A Visit to Masada, The Dead Sea, and more conversations

Today was the one day I had planned as nothing but a tourist.  From the time I was a kid, I have wanted to see Masada.  I was so taken by the mini-series that aired in the late 1970s, I ended up buying the book it was based on, and have always been fascinated by that story.  Today, I was able to visit it.

I took an organized tour to Masada and the Dead Sea.   The tour was kind of frustrating, primarily because the guide never shut up.  Blah, blah, blah…    From the moment he got on the bus.  It took 25 minutes to get from Jerusalem to the Jordan River Valley, descending from 800m to -300m. As has been par on this trip, the weather was ok, but there was a good haze.  We got half-way down the dead sea and he announced a bathroom stop.   It was at a Kibbutz, that really was a big store for one of the major Dead Sea Salts companies.  It was very clear this was intentional, and master marketing.  We went inside, and the first thing was watching a movie on the production of products from the dead sea.   Come on already, lets get to Masada.

 

 

Finally, we got there, and while there was haze on the approach, from the mountain top, it was clear, and absolutely incredible.  Remember, I said in a previous blog, that I love rocks, and especially old rocks.  Well Masada has old rocks.  And the excavations are incredibly detailed, and where-ever there is a reconstruction, they have a black line dividing between the original and the new.   The ruins are incredible.  The Roman ramp up the mountain is still there, there is an ancient synagogue, bath houses, Herod’s palace.    It was awesome.

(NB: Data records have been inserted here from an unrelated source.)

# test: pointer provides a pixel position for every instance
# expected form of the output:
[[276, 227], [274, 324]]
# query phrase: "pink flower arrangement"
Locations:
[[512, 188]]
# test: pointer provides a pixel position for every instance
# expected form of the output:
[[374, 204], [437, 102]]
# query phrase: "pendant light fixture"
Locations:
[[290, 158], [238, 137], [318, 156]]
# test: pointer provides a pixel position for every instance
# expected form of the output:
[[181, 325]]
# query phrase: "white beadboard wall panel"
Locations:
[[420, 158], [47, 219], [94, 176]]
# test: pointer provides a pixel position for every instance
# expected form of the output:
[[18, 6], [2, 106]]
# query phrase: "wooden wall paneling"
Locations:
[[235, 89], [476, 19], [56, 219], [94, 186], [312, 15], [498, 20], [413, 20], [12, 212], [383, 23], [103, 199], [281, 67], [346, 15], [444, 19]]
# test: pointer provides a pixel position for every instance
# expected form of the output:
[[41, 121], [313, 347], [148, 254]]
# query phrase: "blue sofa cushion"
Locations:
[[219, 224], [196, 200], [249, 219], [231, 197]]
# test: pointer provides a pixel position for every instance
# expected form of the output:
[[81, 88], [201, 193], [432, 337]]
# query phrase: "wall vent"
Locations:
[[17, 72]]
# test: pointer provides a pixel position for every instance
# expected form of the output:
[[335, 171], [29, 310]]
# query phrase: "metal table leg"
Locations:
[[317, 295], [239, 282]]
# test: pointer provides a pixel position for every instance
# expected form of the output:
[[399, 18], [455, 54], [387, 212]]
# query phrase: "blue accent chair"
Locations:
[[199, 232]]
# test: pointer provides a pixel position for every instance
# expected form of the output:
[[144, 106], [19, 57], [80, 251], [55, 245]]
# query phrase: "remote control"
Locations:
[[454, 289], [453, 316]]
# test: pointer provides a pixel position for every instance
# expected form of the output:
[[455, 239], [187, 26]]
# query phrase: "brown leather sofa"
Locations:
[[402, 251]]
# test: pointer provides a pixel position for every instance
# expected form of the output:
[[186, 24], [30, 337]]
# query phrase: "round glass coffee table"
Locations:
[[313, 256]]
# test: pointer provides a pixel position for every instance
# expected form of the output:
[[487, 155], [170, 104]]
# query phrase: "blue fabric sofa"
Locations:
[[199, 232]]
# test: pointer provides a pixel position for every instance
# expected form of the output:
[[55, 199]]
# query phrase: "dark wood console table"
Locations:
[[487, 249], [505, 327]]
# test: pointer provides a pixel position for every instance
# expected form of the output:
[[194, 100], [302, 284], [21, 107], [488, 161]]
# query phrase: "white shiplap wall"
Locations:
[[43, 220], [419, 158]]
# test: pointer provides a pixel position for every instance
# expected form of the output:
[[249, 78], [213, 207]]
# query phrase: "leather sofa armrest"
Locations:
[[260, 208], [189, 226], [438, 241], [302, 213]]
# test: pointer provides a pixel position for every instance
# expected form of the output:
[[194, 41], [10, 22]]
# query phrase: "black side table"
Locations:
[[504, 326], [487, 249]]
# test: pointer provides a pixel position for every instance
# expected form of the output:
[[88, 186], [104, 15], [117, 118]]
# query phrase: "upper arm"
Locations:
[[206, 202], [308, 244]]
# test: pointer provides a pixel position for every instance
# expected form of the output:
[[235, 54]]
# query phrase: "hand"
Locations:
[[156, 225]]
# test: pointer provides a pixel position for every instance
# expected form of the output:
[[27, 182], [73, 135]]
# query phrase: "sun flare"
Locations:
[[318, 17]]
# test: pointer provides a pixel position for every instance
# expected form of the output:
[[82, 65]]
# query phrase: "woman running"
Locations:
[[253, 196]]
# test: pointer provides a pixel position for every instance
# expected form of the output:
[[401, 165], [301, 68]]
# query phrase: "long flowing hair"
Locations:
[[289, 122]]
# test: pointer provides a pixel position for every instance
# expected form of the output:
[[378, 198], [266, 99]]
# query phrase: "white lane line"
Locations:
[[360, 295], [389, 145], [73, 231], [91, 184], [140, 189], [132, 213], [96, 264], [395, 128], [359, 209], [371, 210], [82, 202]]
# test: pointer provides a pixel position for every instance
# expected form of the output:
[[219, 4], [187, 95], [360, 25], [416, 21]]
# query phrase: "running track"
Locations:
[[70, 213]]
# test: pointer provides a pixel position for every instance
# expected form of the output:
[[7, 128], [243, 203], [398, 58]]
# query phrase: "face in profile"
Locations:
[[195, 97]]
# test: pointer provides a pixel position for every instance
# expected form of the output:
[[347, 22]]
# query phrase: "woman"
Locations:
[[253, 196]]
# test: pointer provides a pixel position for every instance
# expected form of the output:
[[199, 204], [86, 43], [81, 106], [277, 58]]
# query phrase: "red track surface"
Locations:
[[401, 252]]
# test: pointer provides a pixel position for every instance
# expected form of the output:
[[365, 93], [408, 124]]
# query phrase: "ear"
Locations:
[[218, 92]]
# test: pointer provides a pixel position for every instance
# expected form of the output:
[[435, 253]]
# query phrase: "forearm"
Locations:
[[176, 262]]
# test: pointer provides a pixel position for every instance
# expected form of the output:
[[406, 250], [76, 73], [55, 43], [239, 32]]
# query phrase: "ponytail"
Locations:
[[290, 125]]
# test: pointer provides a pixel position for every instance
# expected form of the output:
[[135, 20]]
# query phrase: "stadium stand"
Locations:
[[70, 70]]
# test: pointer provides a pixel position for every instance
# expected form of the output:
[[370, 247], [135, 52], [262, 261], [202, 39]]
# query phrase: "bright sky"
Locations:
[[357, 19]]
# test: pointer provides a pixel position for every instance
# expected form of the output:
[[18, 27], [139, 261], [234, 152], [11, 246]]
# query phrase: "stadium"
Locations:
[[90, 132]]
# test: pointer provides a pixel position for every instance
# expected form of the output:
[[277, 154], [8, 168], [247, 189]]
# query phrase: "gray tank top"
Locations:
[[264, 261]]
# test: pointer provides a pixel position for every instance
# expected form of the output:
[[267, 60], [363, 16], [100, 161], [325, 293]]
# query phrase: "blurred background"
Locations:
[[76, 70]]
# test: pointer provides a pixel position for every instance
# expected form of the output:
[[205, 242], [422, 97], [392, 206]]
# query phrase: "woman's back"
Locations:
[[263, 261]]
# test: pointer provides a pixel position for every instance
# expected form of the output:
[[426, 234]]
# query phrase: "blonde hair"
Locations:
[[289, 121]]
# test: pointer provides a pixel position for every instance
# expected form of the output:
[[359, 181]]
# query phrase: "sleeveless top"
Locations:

But we were limited to about 90 minutes and the guide kept talking, talking, talking.  I should have just said, when do we need to be at the bus, and went off on my own.   While a distraction, I still enjoyed it immensely.

We then drove to the Ein Gedi Spa, on the Dead Sea, where we had about 90 minutes to float in the dead sea, or use any of the mud baths, or such.  I was leery about going into the water, it was not really warm out, but in the end I decided to put on the trunks, and for a short time, I floated in the water.  It was pretty cool.  And now I can cross it off my list.  I think had it been warmer, and we had more time, I’d be more into it.  But it was worthwhile.

Finally, we returned to Jerusalem, and I came back to the room.  Shortly thereafter I heard from my friend from Barcelona, Sandra, who I met on the West Bank and Hebron tours, and we decided to go out for a beer.  We ended up having a really fun 2 hour conversation, trying to decompress about everything we both have experienced here in Israel.  We talked about the multiple narratives, and about the contradictions we see.   I am not sure at the end that I am any more clear in terms of how to make out what this incredibly complex nation is about, or how to unpack “the conflict,” or the competing narratives.  But I sure as heck enjoyed the conversation.  It was a good way to end the day.  (Well, I am ending the day right now, writing this).

Tomorrow is my last full day in Israel.  I leave for Ben Gurion Airport at 8pm tomorrow night, and depart on a 1am flight.  I am not looking forward to the security and searches, but am more than ready to come home.   I have one more big meeting, and some time to get in my last sight-seeing, and views of the city.   I am leaning towards the Mount of Olives.  But we’ll see.    I am not sure when I’ll get to write my last blog from Israel, but over the next couple weeks there will be a lot of unpacking to do, not of clothes, but of ideas.   And I will be trying to make heads or tails out of this for a long time.